任意。1 つまで指定可能。順次モードでこのオプションを使用して、優先順位の最低値に違反していないかどうかを確認します。省略した場合のデフォルト値は 0 です。

EscapeQuotes

true または falsetrue の場合は、引用符がエスケープされ、DRL にそのまま表示されます。

任意。1 つまで指定可能。1 回まで指定可能。省略すると、引用符がエスケープされます。

IgnoreNumericFormat

true または falsetrue の場合、パーセントや通貨などの数値の形式は無視されます。

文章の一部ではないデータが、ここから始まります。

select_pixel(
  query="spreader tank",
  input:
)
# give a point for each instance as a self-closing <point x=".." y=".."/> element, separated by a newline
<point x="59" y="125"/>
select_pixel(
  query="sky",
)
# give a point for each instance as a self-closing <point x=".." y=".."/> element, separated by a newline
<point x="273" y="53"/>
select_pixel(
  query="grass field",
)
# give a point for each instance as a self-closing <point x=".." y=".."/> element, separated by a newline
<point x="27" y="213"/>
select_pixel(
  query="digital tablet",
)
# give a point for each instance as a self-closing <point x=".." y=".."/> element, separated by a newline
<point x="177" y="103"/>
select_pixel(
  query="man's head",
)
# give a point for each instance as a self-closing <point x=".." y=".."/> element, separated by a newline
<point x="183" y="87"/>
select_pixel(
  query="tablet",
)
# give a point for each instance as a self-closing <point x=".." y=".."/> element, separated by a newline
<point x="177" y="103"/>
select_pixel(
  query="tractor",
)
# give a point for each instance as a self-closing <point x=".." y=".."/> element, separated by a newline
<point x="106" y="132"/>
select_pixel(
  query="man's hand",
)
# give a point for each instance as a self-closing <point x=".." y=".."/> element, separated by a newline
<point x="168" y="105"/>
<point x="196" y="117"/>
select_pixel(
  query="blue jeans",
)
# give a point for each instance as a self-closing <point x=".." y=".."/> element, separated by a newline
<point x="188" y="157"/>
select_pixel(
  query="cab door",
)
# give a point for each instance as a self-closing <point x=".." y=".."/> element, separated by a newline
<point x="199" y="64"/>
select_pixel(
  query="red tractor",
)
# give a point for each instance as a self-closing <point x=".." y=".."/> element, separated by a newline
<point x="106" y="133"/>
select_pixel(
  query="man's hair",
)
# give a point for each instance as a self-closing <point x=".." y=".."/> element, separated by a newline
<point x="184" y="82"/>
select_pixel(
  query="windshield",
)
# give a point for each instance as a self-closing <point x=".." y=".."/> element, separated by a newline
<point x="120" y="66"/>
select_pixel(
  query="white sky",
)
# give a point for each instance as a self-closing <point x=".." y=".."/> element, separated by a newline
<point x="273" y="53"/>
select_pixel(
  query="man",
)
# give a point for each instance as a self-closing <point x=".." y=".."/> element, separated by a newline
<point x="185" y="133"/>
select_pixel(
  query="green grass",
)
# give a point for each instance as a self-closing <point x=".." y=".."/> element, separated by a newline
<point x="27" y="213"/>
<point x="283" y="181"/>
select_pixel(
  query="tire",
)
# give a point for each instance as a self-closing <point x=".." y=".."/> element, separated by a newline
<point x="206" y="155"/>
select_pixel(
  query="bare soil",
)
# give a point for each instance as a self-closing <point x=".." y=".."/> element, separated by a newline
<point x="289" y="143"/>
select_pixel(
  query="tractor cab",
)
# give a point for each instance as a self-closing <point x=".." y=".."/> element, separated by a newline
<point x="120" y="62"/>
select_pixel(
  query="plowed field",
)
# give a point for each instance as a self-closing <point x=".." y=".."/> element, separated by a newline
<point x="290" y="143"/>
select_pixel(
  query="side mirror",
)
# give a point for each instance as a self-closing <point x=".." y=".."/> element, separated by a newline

任意。1 つまで指定可能。省略した場合、DRL はフォーマットされた値を取ります。

インポート

別のパッケージからインポートする、コンマ区切りの Java クラスのリスト。

任意。繰り返して使用可能。

Variables

DRL グローバルの宣言 (型に変数名が続く)。グローバル定義が複数になる場合は、コンマで区切る必要があります。

任意。繰り返して使用可能。

関数

DRL 構文に準拠している 1 つまたは複数の関数定義。

任意。繰り返して使用可能。

Queries

DRL 構文に準拠している 1 つまたは複数のクエリー定義。

任意。繰り返して使用可能。

Declare

DRL 構文に準拠している 1 つまたは複数の宣言型。

任意。繰り返して使用可能。

Unit

このデシジョンテーブルから生成されたルールが属するルールユニットです。

任意。1 つまで指定可能。省略すると、ルールはユニットに属しません。

Dialect

Java または mvel。デシジョンテーブルのアクションで使用される方言。

任意。1 つまで指定可能。省略した場合には、java が課されます。

警告

Microsoft Office、LibreOffice、および OpenOffice で二重引用符のエンコード方法が異なり、コンパイルエラーが発生する場合があります。たとえば、“A" は失敗しますが、"A" は成功します。